Mass Mutual Insurance Company Awards BP Hatzolah $10,000 in Honor of BP Volunteer

Mass Mutual Insurance Company Awards BP Hatzolah $10,000 in Honor of BP Volunteer

By Yehudit Garmaise

Boro Park Hatzolah was awarded a $10,000 grant from Massachusetts Mutual Life Insurance: thanks to the application of Hatzolah volunteer Levi Folger, who applied in March.

Folger, who lives in Monsey and works in Boro Park, was among the 30 of 8,000 Mass Mutual employees nationwide who received financial gifts that range from $5,000 to $10,000 that were sent in June directly to the community organizations at which the company’s insurance agents volunteer. 

After considering the community chesed work of thousands of insurance agents who work in 90 agencies across the US, the Mass Mutual board picked Folger, who volunteered for Hatzolah in Toronto for four years before volunteering at the Boro Park Hatzolah for the past 16 years, explained Aaron Klein, Brooklyn Mass Mutual’s general agent, who oversees 70 agents.

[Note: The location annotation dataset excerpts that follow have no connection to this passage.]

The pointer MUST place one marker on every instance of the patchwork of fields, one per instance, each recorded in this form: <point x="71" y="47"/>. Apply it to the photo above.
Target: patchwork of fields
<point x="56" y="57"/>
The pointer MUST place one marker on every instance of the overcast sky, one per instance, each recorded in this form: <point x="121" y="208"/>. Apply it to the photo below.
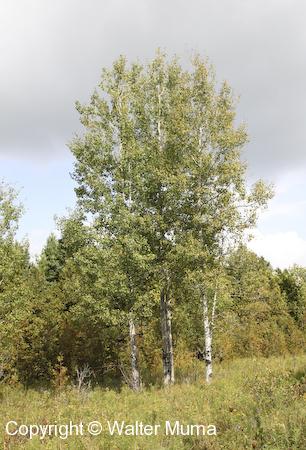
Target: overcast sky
<point x="52" y="53"/>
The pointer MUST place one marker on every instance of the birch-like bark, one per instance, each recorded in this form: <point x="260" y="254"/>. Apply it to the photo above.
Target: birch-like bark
<point x="135" y="376"/>
<point x="165" y="315"/>
<point x="207" y="339"/>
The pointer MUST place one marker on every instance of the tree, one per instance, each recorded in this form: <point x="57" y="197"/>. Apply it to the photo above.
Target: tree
<point x="160" y="158"/>
<point x="50" y="261"/>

Mass Mutual’s home office picked Boro Park Hatzolah to give such a generous sum in the zechus of Folger, who runs out to emergency calls in between his work as a top insurance agent, davening, and giving a daily Daf Yomi shiur: either in person, or on Zoom if he is out-of-town.

“His whole heart is in it,” said Klein, who admired Folger’s commitment to saving lives, while also adhering to a disciplined, busy, and meaningful daily schedule.

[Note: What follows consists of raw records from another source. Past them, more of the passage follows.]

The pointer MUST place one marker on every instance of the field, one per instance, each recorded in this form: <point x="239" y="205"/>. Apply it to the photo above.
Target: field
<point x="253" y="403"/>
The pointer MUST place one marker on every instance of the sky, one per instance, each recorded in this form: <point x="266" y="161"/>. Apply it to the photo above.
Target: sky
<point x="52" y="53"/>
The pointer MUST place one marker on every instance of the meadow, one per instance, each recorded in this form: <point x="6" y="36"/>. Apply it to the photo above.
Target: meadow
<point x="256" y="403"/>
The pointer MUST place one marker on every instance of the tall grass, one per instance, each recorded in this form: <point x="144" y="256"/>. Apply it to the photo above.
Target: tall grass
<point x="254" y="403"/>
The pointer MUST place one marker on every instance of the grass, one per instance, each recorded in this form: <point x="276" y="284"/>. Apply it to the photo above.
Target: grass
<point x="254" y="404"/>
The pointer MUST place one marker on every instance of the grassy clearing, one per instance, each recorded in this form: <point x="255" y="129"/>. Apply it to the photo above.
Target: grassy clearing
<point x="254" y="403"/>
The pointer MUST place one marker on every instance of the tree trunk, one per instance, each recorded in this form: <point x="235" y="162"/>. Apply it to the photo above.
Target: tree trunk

Mass Mutual does not give out its annual tzedakah gifts without first doing a lot of research to ensure that each recipient is legitimately involved in substantial community volunteer work, explained Klein.

The Springfield, Mass.-based company that provides life, disability, and long-term care insurance likely “had no idea what Hatzolah is all about,” Klein said. 

“We had to explain how New Yorkers in life-or-death situations have to suffer for long periods of time after calling 911,” said Klein. “You can pass out 20 times over before they get there vs. Hatzolah, which gets there right away.”

Klein, who helped secure the grant “by providing guidance to the board to bring out how Folger shines and how often he runs on these calls, said,  “No matter whether Mr. Folger is in the middle of an appointment or whatever he is doing, if he gets an emergency call and feels he can make it there on time: nothing stops him, rain or shine or Yom Tov, or the middle of a seudah, or not. 

“If he thinks he can make a difference, he takes the call,” said Klein, who explained that insurance agents schedule their own appointments.

If he's in the middle of an appointment at work, very politely and tactfully, Folger apologizes and asks his clients’ permission to leave to go save a life, Klein explained. 

Before he leaves, Folger promises his clients with warmth to soon, “pick up where they left off.”  

One might worry that clients might get annoyed or offended and ask Folger why he is running away in the middle of their appointment, but his clients really admire him for the work he does for Hatzolah, Klein said with pride.

“Folger’s clients see that he feels that a human life is worth more than the money he could make on a sale.”